Калужская портниха закрыла глаза и, не выдержав дальнейшей пытки, быстро поднялась. Она поднялась тогда, когда солнечные лучи прорвались сквозь облачность и, проникнув в вагон, упали на ее волосы, высвобожденные из-под сползшей с головы фуражки.
Котляренко возвратился в вагон именно тогда, когда она поднялась, и он, вскрикнув, поднял руки вверх: косматое существо будто бы выходило из гроба.
— Отвези меня, земляк, в Калугу! — почти что со слезами произнесло существо, не приметившее чужого испуга.
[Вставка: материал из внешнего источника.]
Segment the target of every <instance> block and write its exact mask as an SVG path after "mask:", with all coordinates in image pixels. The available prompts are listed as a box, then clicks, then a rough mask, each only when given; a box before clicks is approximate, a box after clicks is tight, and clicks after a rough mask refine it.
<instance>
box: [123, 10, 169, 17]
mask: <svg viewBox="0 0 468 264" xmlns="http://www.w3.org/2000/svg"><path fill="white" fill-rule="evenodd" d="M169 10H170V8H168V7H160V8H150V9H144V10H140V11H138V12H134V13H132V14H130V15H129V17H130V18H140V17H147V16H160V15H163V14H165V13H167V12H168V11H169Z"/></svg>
Котляренко побледнел: он слышал голос, понимал слова, но не осмысливал явления: нечто, похожее на нижнего чина, выходило из гроба, с косматой чудовищной головой, высеребренной лучами солнца. Из гроба, по его мнению, мог выходить либо ангел, либо злой дух, а он страшился и того, и другого.
— Кто ты? — дрожащим голосом спросил Котляренко.
— Я — калужская портниха.
Для Котляренко стало ясно, что в заблуждение его вводит злой дух, и он сотворил крестное знамение.
— Не подходи, слышишь? — прошептал он, отступая шаг назад.
Ему казалось, что спасаться он должен бегством; она, догадавшись о его испуге, схватила его за руку.
— Говорят же тебе, что я — калужская портниха.
— Портниха? — недоверчиво переспросил он, легонько трогая пальцами пряди ее волос.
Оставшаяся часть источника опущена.